在船上的最后一天,他们强迫我们跪在烈日下,跪在滚烫的甲板上,背景里放着以色列国歌。不是一次,而是二十多次。

在阿什杜德港,更多警察已经在那里等着我们。他们拽着手铐,把我们反绑着带到一顶小帐篷里,再次搜身,并继续殴打。

其中一名活动人士被强迫站起来四次,每次刚站起就又被踢倒在地。另一名比利时船长曾在自己的船上写下“地上和平”,他的肋骨已经骨折,却仍继续遭到殴打。抵达土耳其后,他不得不住院治疗。

以色列港口的土地泛着红色,空气里有硫黄味。我们在那里也被迫跪了好几个小时。“把头低下。”“这些人需要医生。”一些活动人士回应。“是你们自己选择来这里的。”警察这样回答。

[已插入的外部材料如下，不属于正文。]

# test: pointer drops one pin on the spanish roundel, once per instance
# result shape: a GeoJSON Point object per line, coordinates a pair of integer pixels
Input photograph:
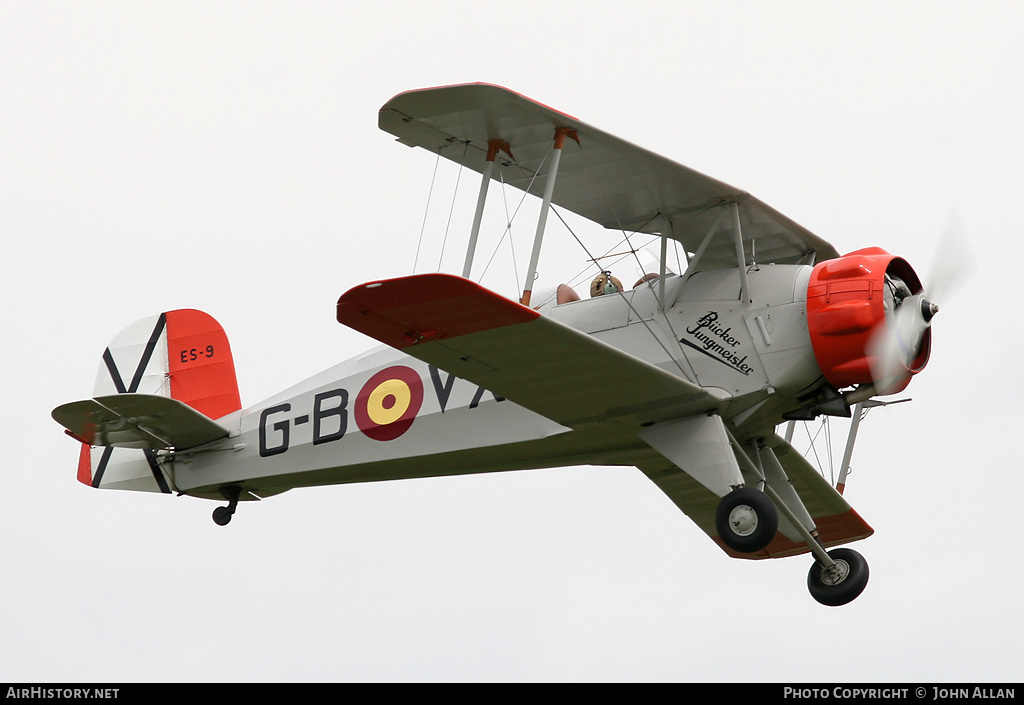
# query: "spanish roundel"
{"type": "Point", "coordinates": [388, 403]}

后来我才知道,以色列国家安全部长当时也在那里羞辱这些活动人士,相关画面被拍进了一段视频。对许多活动人士来说,船队里有政界人士和记者在场目睹这一切,多少是一种安慰。因为总得有人作证。

等我终于被带到临时移民办公桌前时,一名女警把以色列蓝白相间的国旗摆在我面前。“你的国家很美,但我的国家肯定更美。”她对我说。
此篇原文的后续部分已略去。